NAME

ce-all - CE Information Provider


COPYRIGHT

(c) by Florian Schintke <schintke@zib.de>,

Thomas Röblitz <roeblitz@zib.de>,

Jörg Meltzer <meltzer@zib.de>

Konrad-Zuse-Zentrum für Informationstechnik Berlin, 2001, 2002


AUTHOR

Author(s):

Thomas Röblitz <roeblitz@zib.de>

Florian Schintke <schintke@zib.de>

Jörg Meltzer <meltzer@zib.de>


Assumptions & Tools

Assumptions
We assume that Globus has been installed.

Used Tools
OS: host, which

PBS: qstat

LSF: lsid, bqueues, lshosts, bhosts, bjobs

Condor: condor_q, condor_status, condor_version, condor_config_val

Globus: globus-hostname


Parameters

ARGS
Cluster
 '-cluster <cluster>' specifies the name of the server. The server name supplied
 is only honored for the PBS batch system. If the PBS server named in <cluster>
 doesn't exist an attempt is made to use the default PBS server for this client.

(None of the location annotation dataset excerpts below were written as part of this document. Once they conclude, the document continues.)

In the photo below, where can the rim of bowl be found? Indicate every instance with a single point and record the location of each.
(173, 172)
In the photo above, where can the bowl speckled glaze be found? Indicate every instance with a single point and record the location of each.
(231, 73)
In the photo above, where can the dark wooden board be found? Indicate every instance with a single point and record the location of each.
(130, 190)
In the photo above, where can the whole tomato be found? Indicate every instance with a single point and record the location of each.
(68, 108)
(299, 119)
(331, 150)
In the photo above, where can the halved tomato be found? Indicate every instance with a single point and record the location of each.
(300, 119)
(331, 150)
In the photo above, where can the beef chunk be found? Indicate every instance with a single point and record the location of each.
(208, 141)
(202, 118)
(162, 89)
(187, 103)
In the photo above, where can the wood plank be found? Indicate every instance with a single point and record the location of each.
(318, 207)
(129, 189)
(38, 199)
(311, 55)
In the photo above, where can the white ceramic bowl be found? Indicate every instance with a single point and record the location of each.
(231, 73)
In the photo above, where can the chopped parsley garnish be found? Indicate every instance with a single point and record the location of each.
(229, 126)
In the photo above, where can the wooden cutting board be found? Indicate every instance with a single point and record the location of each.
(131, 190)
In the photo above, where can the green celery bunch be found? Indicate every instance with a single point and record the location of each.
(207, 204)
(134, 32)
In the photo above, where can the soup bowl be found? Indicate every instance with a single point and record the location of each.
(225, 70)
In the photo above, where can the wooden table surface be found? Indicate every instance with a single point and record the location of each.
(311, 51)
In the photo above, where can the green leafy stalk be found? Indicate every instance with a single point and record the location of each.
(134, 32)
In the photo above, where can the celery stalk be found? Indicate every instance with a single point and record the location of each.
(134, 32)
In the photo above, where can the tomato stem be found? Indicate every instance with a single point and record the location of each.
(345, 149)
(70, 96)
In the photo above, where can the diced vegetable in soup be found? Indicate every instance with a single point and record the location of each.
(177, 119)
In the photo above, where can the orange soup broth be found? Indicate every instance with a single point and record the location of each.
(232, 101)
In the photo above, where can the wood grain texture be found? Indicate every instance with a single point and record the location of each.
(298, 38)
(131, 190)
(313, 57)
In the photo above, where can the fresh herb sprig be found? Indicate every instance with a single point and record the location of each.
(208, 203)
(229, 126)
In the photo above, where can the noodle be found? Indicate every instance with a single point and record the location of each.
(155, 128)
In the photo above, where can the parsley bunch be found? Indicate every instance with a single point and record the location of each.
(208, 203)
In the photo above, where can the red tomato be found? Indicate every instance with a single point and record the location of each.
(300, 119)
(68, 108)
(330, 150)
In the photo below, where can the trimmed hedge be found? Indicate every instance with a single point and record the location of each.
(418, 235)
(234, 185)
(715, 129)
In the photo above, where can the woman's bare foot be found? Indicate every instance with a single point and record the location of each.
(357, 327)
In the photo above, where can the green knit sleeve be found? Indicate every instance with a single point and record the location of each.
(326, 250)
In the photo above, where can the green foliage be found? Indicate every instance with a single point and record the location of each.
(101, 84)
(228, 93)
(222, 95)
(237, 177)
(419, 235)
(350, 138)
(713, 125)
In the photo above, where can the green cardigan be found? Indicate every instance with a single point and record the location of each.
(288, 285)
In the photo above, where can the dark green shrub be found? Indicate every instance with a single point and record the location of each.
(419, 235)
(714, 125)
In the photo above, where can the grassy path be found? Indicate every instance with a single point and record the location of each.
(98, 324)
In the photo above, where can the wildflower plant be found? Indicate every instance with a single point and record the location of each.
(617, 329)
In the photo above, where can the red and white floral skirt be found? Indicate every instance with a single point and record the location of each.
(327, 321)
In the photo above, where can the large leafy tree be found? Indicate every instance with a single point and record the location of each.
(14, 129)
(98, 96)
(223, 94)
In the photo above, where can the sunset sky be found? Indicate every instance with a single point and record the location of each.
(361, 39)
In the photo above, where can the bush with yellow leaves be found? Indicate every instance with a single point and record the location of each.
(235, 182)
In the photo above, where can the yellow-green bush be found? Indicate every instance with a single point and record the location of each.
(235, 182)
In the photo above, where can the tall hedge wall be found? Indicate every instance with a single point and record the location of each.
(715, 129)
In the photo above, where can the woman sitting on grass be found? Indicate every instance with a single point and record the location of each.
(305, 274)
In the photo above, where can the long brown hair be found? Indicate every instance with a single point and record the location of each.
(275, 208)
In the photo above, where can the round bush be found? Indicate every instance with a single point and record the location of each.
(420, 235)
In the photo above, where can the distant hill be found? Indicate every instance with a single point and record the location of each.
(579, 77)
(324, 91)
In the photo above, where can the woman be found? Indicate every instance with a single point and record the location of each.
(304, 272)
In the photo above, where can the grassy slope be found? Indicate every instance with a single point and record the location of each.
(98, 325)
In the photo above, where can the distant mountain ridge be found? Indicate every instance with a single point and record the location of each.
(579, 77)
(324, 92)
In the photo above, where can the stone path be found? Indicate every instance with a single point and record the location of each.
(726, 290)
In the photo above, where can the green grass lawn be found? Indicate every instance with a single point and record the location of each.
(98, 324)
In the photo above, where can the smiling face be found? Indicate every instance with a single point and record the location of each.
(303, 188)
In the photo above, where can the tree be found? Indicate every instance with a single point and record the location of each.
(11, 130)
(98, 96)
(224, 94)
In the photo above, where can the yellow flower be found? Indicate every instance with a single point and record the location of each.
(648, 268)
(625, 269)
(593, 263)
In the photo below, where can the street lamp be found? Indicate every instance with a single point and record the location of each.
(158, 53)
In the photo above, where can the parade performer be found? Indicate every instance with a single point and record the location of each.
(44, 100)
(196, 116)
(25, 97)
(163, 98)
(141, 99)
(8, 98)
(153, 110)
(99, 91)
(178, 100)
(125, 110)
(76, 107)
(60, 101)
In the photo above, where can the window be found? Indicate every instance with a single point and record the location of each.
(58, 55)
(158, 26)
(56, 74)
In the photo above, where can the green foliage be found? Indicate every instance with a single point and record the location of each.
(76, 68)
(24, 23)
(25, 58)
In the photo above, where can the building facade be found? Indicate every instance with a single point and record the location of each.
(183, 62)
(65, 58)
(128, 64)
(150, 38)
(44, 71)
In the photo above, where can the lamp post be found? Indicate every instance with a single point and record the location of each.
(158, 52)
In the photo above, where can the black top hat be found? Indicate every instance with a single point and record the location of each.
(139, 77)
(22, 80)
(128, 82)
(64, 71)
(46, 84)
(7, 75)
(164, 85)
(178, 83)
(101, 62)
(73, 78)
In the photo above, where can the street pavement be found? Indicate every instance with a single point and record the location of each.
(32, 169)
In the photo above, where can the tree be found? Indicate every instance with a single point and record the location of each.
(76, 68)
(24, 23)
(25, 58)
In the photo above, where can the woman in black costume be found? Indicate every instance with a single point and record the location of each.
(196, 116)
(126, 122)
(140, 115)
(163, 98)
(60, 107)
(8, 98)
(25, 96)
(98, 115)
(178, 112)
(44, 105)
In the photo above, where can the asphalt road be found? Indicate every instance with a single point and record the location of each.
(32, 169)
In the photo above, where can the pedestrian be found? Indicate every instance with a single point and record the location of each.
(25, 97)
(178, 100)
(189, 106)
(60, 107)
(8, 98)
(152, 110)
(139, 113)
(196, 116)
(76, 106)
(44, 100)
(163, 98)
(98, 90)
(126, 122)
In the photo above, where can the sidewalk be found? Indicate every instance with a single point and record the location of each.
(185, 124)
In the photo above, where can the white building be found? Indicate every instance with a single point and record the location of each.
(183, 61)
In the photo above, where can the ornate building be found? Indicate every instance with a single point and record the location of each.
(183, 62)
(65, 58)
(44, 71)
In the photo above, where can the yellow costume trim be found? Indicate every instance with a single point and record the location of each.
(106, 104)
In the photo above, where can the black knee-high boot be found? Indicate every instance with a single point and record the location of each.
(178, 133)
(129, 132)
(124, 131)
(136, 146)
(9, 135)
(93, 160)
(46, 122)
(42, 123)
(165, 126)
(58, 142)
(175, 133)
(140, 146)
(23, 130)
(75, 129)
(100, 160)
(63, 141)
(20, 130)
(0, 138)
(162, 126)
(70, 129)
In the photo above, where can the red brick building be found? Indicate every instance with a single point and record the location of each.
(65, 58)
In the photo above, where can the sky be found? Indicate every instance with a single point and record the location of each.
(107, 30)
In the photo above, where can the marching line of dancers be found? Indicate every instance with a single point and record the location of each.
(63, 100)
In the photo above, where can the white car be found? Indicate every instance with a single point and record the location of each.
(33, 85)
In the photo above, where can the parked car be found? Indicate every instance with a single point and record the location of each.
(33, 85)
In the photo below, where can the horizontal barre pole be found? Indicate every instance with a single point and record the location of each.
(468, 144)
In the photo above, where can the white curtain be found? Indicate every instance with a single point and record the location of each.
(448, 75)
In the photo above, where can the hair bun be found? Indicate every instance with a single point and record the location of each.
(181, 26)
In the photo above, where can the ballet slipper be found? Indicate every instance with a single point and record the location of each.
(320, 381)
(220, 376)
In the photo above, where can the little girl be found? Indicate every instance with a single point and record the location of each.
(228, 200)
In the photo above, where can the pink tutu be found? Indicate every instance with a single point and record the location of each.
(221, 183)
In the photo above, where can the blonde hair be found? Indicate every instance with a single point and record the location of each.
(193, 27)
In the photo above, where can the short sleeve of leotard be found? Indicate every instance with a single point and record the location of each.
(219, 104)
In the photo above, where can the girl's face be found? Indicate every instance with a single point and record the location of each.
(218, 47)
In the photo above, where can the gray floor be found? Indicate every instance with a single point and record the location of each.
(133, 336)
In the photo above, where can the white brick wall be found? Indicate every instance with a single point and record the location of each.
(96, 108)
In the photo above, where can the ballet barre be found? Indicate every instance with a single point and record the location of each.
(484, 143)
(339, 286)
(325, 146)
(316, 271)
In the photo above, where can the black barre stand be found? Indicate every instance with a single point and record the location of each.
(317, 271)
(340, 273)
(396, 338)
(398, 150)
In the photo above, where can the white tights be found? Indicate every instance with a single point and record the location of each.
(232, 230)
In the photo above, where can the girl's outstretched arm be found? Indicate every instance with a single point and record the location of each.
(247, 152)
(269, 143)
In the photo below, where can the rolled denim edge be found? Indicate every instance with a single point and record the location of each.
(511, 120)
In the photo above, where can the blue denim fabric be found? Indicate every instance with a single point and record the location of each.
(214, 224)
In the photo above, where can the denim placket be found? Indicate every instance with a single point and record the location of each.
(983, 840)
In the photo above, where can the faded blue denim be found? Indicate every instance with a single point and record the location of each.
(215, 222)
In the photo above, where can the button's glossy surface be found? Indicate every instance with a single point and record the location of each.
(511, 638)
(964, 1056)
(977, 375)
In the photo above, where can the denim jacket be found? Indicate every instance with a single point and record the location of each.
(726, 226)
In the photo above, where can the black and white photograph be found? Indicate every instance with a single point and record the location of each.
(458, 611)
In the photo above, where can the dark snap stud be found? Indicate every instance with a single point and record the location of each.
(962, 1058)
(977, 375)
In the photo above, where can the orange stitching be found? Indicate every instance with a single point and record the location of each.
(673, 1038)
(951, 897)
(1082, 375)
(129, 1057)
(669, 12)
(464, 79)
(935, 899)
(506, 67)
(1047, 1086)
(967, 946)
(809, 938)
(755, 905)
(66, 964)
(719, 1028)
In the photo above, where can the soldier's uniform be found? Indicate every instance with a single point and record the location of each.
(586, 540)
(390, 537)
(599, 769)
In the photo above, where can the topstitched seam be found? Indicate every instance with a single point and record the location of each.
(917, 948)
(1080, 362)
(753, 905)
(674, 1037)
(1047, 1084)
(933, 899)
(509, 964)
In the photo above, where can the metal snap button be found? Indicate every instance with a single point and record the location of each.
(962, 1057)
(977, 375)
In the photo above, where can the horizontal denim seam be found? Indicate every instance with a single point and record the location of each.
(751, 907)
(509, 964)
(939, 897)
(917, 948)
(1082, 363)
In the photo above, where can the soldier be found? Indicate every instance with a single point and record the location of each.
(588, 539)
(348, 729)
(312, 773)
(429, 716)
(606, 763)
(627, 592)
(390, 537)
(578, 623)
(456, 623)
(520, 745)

Cluster batch system bin path

 '-cluster-batch-system-bin-path <cluster-batch-system-bin-path>' specifies
 the path where the commands of the cluster batch system can be found.

Globus hostname script

 '-globus-hostname-script <globus-hostname-script>' specifies the complete
 path to the a script that prints out the hostname of the gatekeeper
 (e.g. 'globus-hostname').

Globus config file

 '-globus-config-file <globus-config-file>' specifies the path + filename of
 the Globus configuration files (e.g. globus-jobmanager.conf).

Grid mapfile

 '-auth-users-from-grid-mapfile' reads authorized users from the grid-mapfile
 rather than from the static configuration file.

Host info bin path

 '-host-info-bin' specifies the location of the hosts info script.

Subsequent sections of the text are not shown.